I gave him a weak smile.
“But it appears that my faith was misplaced.”
I frowned.
He snapped his fingers. “To my office. Now. I need to speak with you.”
Hah. I knew there was a reason I crossed my legs underneath me. “I’m pretty comfortable right here, if you don’t mind.”
He bared his teeth at me. “I do mind, Mr. Graves. And if you won’t come, then fine.” He waggled his fingers, the spaces between them filling with pale fire. “I’ll just have to take you with me.”
“Wait, I’ll go with you, don’t – ”
But he’d already flicked the teleportation spell at me by then, and my mouth – hell, my whole body vanished before I could apologize for all the sass.
Chapter 8
I reappeared, still sitting cross-legged, on the floor just by Carver’s desk, in that special space that had been designated for his actual favorite member of the Boneyard, Banjo the corgi.
It was like his little special way of subtly telling me, I suppose, that I was no more important than a dog. But I sniffed, my nose curling as I smelled something off, and turned my head as I deduced that he’d teleported me right by Banjo’s litter box. Of course. Carver loved his little dog, that was a bad comparison. In his mind, I was actually a little turd.
I crawled away from the litter box, snorting and coughing to get the smell of poop out of my nostrils. If you think small dogs make nicer smelling boom-booms, you’ve got it all wrong.
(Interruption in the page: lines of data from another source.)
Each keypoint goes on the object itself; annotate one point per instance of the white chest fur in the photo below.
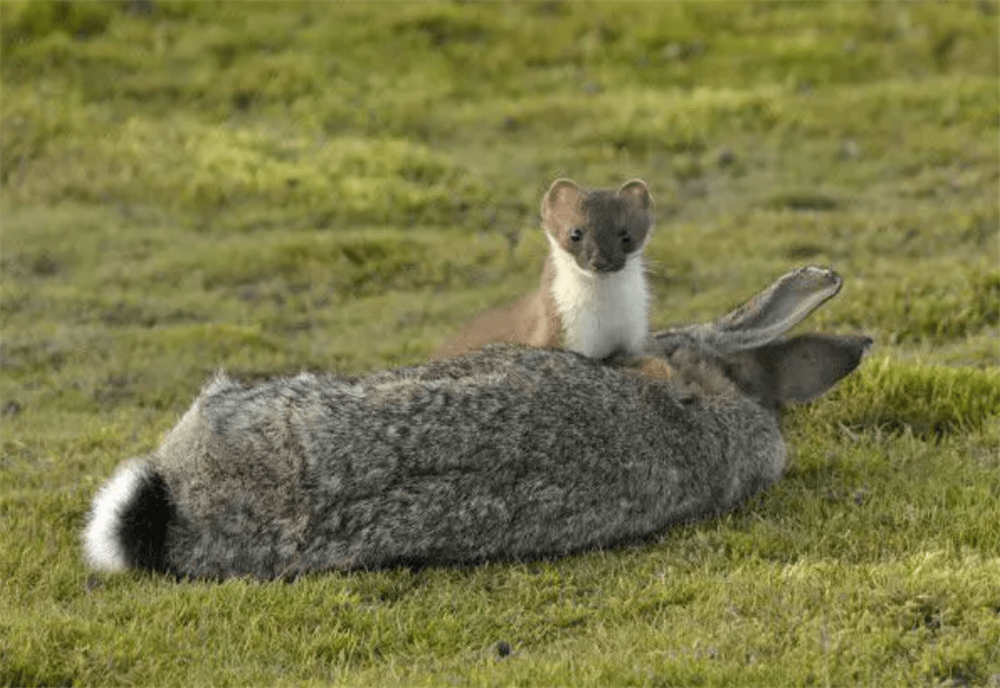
(601, 313)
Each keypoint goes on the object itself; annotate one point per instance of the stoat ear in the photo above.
(562, 202)
(636, 193)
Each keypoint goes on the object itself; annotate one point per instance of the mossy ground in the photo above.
(270, 187)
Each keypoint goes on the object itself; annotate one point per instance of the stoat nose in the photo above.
(605, 265)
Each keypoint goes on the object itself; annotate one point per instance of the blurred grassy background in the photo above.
(268, 187)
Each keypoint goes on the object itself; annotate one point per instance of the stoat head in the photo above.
(600, 228)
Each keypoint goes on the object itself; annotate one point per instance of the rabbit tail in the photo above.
(128, 522)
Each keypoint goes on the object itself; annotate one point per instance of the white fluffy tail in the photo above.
(128, 520)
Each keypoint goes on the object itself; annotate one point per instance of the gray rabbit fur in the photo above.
(507, 453)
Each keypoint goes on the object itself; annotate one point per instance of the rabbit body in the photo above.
(508, 453)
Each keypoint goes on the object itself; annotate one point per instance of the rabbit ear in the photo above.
(797, 369)
(774, 311)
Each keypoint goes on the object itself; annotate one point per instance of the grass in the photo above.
(268, 187)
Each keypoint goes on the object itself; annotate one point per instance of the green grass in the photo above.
(187, 186)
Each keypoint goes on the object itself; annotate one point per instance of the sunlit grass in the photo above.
(270, 187)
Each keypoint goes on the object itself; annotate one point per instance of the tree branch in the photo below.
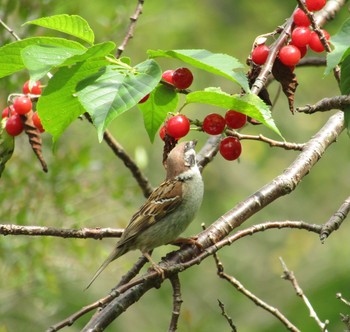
(239, 286)
(289, 275)
(336, 220)
(326, 104)
(131, 29)
(177, 301)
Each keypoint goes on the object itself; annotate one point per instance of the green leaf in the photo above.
(161, 101)
(113, 91)
(39, 59)
(73, 25)
(216, 63)
(248, 104)
(10, 54)
(7, 145)
(341, 44)
(345, 89)
(58, 106)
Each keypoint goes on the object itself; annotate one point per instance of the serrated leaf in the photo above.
(73, 25)
(7, 145)
(58, 106)
(112, 91)
(40, 59)
(161, 101)
(345, 89)
(97, 51)
(216, 63)
(341, 44)
(10, 54)
(248, 104)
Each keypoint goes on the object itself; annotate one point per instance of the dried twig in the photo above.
(271, 142)
(289, 275)
(177, 301)
(130, 32)
(239, 286)
(336, 220)
(228, 318)
(326, 104)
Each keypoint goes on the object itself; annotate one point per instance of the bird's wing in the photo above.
(161, 202)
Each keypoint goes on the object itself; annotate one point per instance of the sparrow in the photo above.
(168, 210)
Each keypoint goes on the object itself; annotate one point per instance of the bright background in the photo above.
(42, 279)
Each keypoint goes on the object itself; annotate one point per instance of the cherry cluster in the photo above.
(301, 39)
(20, 106)
(178, 126)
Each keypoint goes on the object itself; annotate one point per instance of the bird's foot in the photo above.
(183, 241)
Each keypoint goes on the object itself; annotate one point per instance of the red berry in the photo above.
(315, 5)
(182, 78)
(22, 105)
(214, 124)
(35, 90)
(301, 36)
(37, 122)
(162, 132)
(289, 55)
(178, 126)
(6, 111)
(168, 76)
(230, 148)
(315, 42)
(14, 125)
(260, 54)
(235, 120)
(144, 99)
(300, 18)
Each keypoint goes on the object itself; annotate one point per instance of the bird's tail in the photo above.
(117, 252)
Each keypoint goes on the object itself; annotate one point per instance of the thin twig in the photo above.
(271, 142)
(83, 233)
(130, 32)
(177, 301)
(228, 318)
(341, 298)
(336, 220)
(11, 31)
(239, 286)
(289, 275)
(326, 104)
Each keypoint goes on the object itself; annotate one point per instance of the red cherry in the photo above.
(35, 90)
(14, 125)
(6, 111)
(168, 76)
(22, 105)
(315, 5)
(315, 42)
(162, 132)
(214, 124)
(289, 55)
(144, 99)
(230, 148)
(260, 54)
(235, 120)
(300, 18)
(182, 78)
(301, 36)
(178, 126)
(37, 122)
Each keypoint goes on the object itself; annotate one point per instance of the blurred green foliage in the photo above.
(42, 279)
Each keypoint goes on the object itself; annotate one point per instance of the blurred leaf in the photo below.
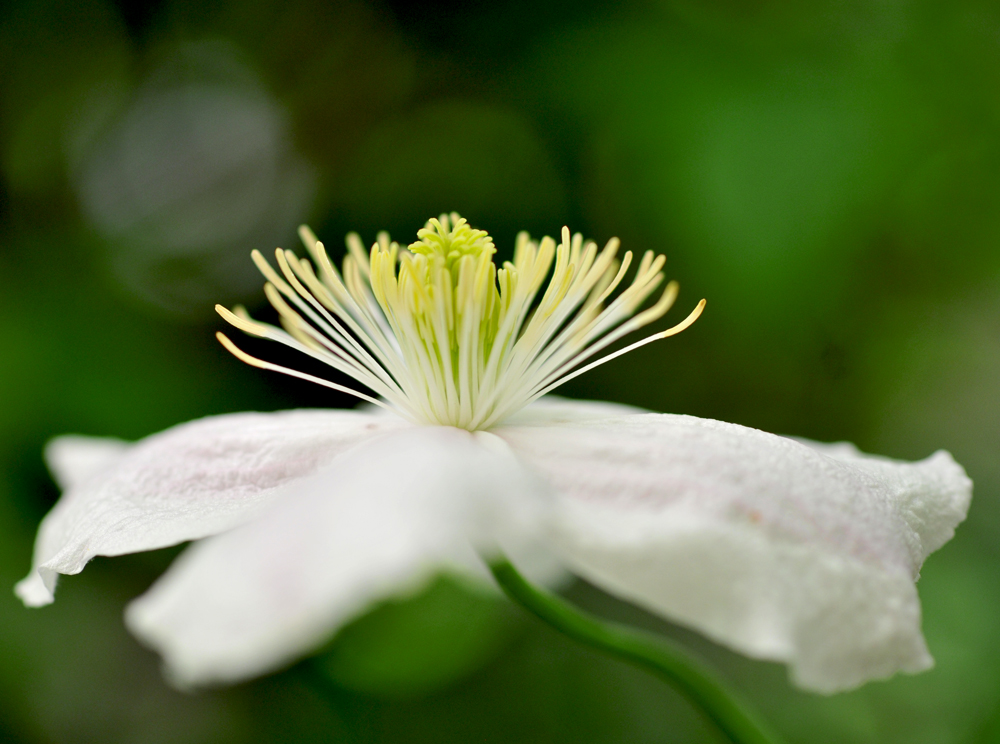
(413, 646)
(484, 162)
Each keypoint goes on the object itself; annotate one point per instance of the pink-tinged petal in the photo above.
(799, 553)
(379, 521)
(187, 482)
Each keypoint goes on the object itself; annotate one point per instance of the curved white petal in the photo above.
(187, 482)
(380, 520)
(778, 549)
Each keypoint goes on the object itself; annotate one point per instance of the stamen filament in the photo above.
(442, 334)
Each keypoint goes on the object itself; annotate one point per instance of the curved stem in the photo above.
(651, 652)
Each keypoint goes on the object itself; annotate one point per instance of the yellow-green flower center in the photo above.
(445, 337)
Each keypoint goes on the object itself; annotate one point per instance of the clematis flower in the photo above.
(781, 549)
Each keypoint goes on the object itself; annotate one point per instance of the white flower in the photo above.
(781, 549)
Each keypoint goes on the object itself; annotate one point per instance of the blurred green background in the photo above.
(826, 173)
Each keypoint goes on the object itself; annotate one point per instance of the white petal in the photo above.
(74, 459)
(761, 542)
(382, 519)
(190, 481)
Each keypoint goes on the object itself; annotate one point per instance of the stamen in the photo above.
(442, 334)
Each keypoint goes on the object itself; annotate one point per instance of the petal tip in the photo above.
(33, 591)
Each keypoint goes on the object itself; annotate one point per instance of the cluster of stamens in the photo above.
(441, 335)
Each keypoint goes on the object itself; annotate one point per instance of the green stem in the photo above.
(651, 652)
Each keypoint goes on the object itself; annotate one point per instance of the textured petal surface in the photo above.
(379, 521)
(779, 549)
(190, 481)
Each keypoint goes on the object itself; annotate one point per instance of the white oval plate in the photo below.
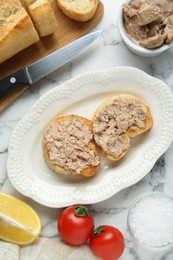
(82, 95)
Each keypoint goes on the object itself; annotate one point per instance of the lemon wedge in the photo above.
(19, 223)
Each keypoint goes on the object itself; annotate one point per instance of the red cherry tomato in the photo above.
(107, 242)
(75, 225)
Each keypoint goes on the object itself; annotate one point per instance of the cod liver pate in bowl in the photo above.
(146, 26)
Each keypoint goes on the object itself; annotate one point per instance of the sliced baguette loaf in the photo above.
(78, 10)
(42, 16)
(116, 120)
(68, 148)
(17, 31)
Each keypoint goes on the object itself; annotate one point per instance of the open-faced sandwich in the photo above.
(116, 120)
(68, 146)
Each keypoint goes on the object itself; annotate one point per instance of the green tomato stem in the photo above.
(98, 231)
(81, 211)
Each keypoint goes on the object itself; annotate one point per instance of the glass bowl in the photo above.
(150, 221)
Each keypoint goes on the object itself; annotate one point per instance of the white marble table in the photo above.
(106, 52)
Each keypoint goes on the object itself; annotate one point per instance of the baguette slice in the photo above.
(17, 31)
(42, 16)
(68, 148)
(116, 120)
(78, 10)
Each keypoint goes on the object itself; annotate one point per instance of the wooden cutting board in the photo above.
(68, 30)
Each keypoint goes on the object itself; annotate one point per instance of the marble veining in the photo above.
(106, 52)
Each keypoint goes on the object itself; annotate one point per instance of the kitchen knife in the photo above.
(32, 73)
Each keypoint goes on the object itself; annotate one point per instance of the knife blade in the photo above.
(39, 69)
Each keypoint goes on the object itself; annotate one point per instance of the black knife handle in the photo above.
(11, 82)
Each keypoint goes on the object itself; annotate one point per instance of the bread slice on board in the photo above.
(17, 31)
(79, 10)
(68, 146)
(42, 16)
(116, 120)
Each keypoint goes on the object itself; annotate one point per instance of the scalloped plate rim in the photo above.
(77, 196)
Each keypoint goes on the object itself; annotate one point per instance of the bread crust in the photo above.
(16, 34)
(129, 133)
(77, 13)
(89, 171)
(42, 16)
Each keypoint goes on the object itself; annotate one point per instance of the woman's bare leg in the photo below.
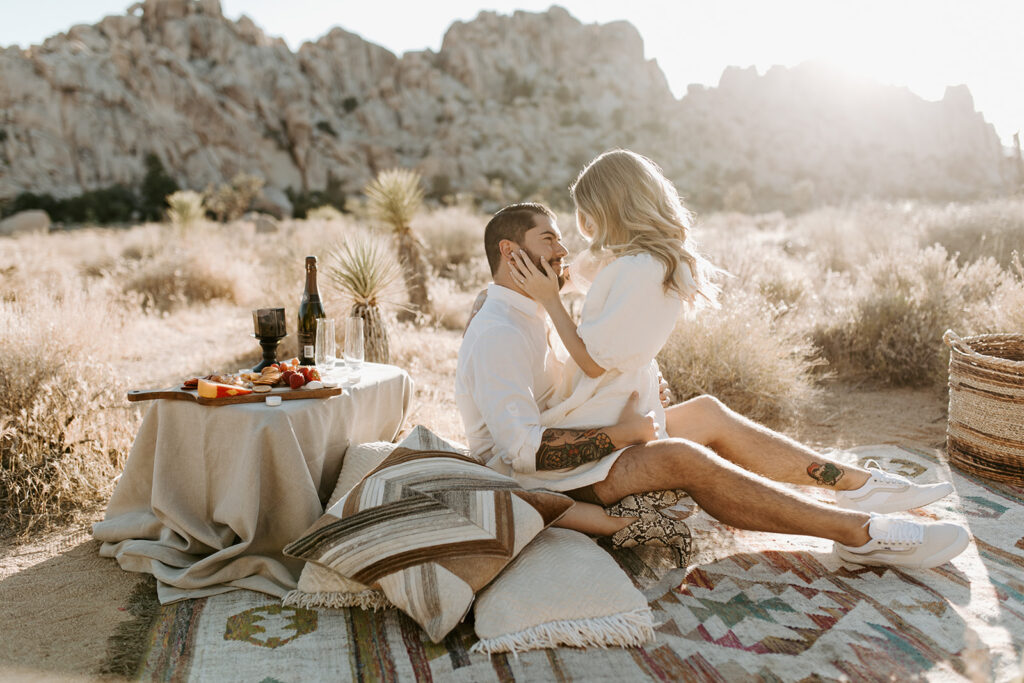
(592, 519)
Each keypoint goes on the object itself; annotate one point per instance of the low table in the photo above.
(210, 495)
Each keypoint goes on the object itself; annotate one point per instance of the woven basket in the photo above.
(985, 433)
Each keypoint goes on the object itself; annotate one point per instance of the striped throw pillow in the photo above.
(430, 528)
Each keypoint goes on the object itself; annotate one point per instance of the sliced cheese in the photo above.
(209, 389)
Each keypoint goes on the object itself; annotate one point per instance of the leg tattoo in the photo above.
(826, 473)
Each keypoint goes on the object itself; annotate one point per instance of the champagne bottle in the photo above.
(309, 309)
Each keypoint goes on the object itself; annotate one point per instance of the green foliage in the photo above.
(903, 301)
(364, 270)
(157, 186)
(116, 204)
(742, 356)
(303, 202)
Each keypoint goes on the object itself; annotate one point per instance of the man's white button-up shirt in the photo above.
(506, 373)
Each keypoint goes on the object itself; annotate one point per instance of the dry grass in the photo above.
(739, 354)
(860, 286)
(64, 429)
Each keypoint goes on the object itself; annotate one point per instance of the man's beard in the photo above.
(557, 268)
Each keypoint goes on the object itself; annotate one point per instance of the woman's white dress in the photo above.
(626, 319)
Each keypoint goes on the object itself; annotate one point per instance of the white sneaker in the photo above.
(905, 543)
(886, 492)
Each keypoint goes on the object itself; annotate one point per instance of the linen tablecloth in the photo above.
(210, 495)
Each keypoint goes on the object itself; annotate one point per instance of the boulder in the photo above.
(33, 220)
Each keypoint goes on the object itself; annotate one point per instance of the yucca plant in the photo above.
(184, 208)
(364, 270)
(393, 198)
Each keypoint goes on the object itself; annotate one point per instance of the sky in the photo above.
(922, 44)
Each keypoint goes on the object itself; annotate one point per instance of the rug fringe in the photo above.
(369, 599)
(622, 630)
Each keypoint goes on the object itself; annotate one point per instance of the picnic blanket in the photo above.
(752, 606)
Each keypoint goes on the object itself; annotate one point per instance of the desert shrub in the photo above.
(901, 303)
(184, 208)
(452, 304)
(64, 429)
(454, 236)
(740, 355)
(157, 186)
(181, 276)
(972, 231)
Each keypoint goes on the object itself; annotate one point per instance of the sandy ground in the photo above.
(59, 601)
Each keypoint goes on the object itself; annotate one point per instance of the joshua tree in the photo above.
(393, 198)
(184, 208)
(364, 270)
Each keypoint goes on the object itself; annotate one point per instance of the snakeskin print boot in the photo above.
(651, 501)
(654, 528)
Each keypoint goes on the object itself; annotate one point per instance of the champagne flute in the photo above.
(353, 343)
(325, 352)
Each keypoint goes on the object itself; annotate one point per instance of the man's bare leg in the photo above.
(707, 421)
(728, 493)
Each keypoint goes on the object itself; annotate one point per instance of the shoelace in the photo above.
(878, 473)
(900, 531)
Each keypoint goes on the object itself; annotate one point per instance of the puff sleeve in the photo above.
(628, 315)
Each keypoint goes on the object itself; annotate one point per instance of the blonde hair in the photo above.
(634, 209)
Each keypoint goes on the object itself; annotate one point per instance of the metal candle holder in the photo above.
(269, 329)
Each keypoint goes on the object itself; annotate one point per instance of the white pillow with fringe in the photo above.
(561, 590)
(322, 587)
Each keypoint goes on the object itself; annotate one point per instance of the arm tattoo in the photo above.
(826, 473)
(570, 447)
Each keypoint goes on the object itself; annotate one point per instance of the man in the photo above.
(730, 466)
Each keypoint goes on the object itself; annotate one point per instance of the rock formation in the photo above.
(526, 99)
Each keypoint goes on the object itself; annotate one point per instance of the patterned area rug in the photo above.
(752, 607)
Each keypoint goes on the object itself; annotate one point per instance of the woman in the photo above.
(639, 275)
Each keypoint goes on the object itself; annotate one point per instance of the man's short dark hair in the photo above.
(512, 222)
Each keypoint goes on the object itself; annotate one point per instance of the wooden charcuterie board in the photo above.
(177, 393)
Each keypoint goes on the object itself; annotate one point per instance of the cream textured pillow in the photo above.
(561, 590)
(431, 528)
(323, 587)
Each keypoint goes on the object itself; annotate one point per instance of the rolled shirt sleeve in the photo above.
(628, 315)
(500, 379)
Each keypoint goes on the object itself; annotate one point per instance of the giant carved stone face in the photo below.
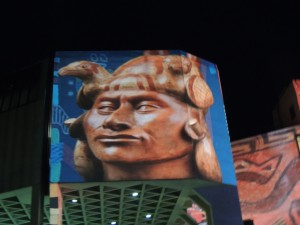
(137, 126)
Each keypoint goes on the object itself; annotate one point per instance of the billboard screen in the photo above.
(138, 115)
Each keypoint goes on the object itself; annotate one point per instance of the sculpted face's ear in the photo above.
(193, 127)
(194, 130)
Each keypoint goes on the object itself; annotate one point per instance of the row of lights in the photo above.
(147, 216)
(134, 194)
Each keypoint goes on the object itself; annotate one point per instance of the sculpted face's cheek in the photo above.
(93, 120)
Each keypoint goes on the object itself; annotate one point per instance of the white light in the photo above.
(134, 194)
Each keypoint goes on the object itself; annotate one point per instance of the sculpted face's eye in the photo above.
(106, 108)
(85, 66)
(147, 107)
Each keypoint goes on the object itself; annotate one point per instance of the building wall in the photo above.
(22, 119)
(268, 173)
(287, 111)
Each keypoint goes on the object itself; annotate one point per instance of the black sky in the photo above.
(256, 45)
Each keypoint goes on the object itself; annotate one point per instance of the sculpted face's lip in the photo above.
(118, 138)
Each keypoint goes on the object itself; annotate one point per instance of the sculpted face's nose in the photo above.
(119, 120)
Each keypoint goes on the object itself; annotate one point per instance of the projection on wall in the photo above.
(138, 115)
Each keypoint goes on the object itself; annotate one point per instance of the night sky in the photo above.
(255, 45)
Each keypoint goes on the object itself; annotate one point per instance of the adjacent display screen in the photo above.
(138, 115)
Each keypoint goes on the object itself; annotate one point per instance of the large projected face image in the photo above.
(143, 120)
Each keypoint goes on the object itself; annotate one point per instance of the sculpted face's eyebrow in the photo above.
(133, 97)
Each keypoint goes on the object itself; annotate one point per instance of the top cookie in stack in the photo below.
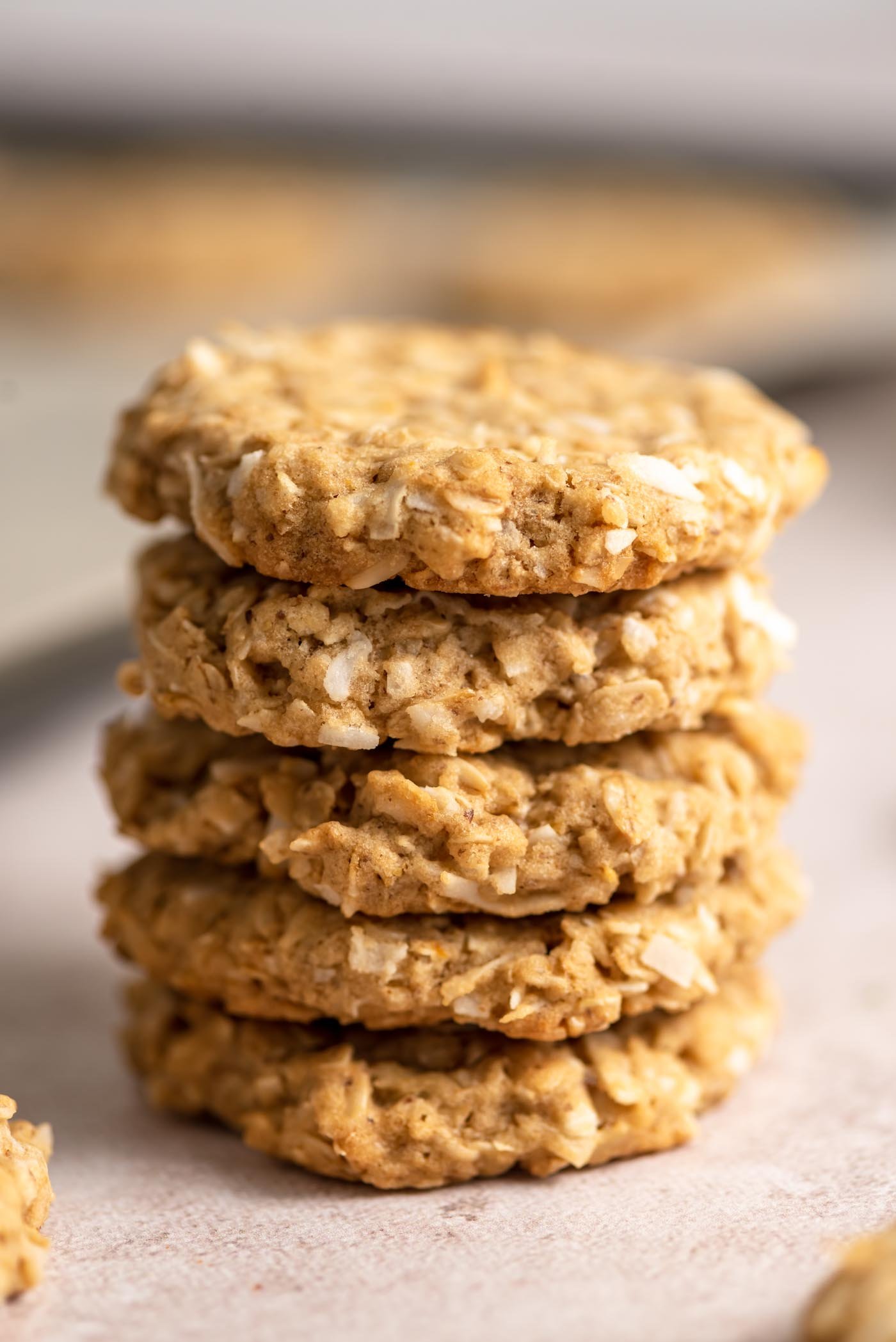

The master of said boom-booms came bounding up to meet me, darting out from under Carver’s desk where he liked to hold office.
“Hi, Banjo,” I said, cheering up despite myself as he lapped enthusiastically at my face.
“Arf, arf,” he said.
“Same to you, buddy.” I rubbed his head, scritching the spot just behind his ears, when the ominous clacking of heels told me that Carver wasn’t quite done with my proverbial spanking.
I grimaced as I pushed myself up off the floor, dusting off the seat of my pants. “I don’t think I’ve ever seen you teleport one of us around the inside of the Boneyard. Seems pretty extreme.”